助手席にピアス
どうして自分が、こんなに桜田さんことが気になるのか、わからない。
もしかしたら私……桜田さんに恋しちゃっているのかな?
でも、別居中とはいえ、奥さんがいる人を好きになるなんて、道理に外れているよね?
ああ、もう! 自分の本心が、わからないよ……。
モップを片手に自問自答していると、店の扉が開きドアベルがカランと鳴る。
きっと特別注文をした人が、ケーキを受け取りに来たんだ!
掃除していた手を止めると、元気よく挨拶をする。
「いらっしゃいま……え?」
挨拶が途中で止まってまったのは、思いがけない人物がガトー・桜に姿を現したから。
「よう、雛。

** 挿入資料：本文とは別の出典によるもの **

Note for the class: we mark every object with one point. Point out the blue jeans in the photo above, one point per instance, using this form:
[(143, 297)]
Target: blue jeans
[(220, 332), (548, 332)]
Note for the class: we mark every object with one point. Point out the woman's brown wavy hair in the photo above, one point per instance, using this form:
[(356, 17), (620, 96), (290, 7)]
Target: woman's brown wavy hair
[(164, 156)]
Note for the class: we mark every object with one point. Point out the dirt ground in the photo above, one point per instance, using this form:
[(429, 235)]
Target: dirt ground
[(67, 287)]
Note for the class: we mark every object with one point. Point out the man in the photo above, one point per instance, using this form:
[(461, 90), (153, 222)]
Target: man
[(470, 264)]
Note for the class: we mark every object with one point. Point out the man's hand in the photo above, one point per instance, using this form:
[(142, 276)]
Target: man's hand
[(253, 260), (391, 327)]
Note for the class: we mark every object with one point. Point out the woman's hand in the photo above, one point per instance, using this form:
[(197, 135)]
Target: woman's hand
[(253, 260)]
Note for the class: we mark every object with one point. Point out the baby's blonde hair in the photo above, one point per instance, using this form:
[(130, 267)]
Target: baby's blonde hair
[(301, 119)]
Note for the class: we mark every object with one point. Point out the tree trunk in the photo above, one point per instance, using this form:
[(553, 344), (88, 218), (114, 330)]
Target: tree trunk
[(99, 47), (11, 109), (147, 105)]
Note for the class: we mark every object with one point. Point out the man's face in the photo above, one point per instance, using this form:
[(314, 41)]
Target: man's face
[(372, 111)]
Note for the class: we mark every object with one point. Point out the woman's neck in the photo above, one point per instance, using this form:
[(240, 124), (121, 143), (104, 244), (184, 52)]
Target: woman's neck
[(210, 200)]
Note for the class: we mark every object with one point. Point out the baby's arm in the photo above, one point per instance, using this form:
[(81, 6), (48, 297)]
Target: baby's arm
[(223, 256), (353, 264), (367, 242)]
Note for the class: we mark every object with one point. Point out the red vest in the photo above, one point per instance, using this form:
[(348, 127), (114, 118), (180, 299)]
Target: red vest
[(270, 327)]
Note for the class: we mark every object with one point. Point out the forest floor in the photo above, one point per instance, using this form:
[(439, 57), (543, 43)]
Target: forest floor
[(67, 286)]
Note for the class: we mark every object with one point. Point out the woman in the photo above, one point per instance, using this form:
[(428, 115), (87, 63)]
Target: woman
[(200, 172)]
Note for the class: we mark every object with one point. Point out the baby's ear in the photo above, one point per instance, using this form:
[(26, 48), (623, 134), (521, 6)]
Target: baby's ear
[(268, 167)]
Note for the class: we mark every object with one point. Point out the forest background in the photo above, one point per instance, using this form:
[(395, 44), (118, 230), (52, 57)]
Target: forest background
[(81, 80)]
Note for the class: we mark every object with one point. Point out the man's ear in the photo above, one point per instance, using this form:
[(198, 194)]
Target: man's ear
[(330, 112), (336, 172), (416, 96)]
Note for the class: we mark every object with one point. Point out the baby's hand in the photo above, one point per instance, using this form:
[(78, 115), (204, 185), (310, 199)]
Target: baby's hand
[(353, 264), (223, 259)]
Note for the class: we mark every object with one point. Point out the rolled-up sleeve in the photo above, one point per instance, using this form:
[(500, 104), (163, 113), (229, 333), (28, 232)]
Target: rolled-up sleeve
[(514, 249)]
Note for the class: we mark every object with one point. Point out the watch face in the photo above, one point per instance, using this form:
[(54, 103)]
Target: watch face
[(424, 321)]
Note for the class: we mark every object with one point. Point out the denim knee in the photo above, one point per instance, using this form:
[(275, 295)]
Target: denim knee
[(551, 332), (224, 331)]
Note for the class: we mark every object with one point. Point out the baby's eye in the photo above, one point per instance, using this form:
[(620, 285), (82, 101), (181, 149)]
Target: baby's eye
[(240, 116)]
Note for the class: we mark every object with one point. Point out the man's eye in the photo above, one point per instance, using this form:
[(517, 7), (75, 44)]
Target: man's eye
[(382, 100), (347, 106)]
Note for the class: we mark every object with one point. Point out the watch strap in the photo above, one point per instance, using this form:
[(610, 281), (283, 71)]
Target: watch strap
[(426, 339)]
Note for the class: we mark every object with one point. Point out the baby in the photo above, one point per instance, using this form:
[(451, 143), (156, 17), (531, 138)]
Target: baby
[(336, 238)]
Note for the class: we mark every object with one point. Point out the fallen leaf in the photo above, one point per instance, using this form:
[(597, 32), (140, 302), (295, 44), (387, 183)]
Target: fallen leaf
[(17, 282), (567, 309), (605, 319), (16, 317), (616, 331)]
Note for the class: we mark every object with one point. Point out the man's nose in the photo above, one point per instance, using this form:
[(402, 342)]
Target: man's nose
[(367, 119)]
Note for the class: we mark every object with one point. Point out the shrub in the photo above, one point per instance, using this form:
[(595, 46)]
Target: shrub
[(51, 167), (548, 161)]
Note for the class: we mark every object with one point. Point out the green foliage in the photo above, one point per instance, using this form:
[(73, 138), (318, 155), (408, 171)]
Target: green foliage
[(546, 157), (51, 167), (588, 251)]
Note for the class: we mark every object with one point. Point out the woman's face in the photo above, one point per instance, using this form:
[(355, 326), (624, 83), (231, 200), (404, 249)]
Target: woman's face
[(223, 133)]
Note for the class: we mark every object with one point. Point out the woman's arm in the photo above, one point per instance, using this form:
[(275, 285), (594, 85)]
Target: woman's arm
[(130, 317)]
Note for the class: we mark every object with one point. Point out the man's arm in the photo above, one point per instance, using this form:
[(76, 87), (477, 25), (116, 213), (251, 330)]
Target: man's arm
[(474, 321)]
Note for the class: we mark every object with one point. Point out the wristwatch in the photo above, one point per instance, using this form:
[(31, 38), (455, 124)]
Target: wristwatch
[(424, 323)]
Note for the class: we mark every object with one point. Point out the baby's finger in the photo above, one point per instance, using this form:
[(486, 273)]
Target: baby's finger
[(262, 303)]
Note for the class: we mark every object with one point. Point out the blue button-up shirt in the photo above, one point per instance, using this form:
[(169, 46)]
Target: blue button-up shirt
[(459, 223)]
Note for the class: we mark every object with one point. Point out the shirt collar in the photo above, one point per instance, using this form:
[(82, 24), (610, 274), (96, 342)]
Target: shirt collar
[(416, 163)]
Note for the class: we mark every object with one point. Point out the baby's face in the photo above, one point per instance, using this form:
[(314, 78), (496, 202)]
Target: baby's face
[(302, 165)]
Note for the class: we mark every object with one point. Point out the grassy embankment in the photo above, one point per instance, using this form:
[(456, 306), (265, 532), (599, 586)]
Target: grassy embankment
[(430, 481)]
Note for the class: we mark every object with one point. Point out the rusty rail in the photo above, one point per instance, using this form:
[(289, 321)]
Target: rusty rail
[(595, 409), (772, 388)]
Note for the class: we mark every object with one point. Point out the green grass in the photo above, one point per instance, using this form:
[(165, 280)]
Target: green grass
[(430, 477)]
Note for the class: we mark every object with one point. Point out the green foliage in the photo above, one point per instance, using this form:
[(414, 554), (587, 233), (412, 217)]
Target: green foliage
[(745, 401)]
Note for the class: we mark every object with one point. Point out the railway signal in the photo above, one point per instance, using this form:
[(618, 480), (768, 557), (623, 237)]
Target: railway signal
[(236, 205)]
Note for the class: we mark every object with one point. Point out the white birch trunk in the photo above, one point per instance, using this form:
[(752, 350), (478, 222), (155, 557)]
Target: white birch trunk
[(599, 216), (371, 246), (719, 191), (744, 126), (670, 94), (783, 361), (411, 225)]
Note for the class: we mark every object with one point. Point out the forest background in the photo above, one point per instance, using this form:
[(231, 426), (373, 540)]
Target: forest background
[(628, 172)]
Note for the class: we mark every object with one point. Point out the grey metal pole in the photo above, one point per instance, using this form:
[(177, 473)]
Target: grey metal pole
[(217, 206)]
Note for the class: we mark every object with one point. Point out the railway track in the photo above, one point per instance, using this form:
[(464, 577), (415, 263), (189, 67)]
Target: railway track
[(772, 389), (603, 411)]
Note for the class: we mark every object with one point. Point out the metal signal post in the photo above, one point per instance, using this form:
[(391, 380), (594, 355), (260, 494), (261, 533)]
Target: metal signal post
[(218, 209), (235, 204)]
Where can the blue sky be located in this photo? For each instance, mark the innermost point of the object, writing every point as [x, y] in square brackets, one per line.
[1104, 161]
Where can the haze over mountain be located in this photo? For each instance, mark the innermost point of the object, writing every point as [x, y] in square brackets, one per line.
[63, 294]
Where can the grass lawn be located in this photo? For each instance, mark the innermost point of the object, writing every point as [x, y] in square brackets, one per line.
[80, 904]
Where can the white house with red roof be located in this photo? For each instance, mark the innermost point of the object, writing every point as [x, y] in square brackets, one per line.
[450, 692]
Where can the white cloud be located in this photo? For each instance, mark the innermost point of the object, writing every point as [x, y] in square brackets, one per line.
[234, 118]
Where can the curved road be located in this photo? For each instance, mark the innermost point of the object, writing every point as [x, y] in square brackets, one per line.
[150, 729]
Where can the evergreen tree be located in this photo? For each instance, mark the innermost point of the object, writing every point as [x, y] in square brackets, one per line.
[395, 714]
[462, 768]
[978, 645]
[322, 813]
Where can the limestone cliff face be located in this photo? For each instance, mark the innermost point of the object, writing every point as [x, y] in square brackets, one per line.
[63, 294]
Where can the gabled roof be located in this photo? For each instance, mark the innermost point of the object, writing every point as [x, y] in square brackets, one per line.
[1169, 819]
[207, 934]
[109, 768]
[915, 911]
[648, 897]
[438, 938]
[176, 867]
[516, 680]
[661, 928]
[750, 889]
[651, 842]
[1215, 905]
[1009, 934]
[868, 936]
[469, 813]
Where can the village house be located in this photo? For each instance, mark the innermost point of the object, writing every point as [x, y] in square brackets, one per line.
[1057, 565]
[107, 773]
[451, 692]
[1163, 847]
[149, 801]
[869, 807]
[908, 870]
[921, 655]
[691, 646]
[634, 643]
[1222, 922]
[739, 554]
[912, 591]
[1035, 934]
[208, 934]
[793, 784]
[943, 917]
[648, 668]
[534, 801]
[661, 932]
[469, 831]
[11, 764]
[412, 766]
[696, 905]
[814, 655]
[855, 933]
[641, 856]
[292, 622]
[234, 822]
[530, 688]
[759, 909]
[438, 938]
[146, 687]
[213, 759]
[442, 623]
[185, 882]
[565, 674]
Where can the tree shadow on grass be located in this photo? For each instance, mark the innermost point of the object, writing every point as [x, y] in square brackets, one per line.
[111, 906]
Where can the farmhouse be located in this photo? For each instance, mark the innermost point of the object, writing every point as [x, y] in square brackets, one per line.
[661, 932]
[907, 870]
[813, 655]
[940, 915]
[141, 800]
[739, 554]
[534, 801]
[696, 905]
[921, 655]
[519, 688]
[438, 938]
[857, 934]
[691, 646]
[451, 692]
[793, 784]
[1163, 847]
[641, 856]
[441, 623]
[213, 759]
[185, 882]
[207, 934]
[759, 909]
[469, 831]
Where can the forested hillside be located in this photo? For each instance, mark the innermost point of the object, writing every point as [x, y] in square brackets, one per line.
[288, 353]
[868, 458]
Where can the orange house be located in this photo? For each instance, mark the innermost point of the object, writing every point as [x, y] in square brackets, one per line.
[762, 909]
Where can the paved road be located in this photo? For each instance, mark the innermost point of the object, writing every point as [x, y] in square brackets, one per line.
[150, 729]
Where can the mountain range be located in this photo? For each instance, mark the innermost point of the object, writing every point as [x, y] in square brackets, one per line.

頑張ってんな」
まるで近所でバッタリ出会ったような、軽い言葉を口にしたのは……。
「琥太郎!? どうして?」
思ってもみなかった人物の登場に、息が詰まるほど驚いてしまった。
「どうしてって、ケーキを買いに来た」
「じゃあ、特別注文したのって琥太郎なの?」
「まあな」
久しぶりに会った琥太郎は、はにかんだ表情を浮かべながら何故か耳を赤くしている。私にはクリスマスイヴの夜に、琥太郎がどうしてこんな場所に姿を現したのか意味がわからなかった。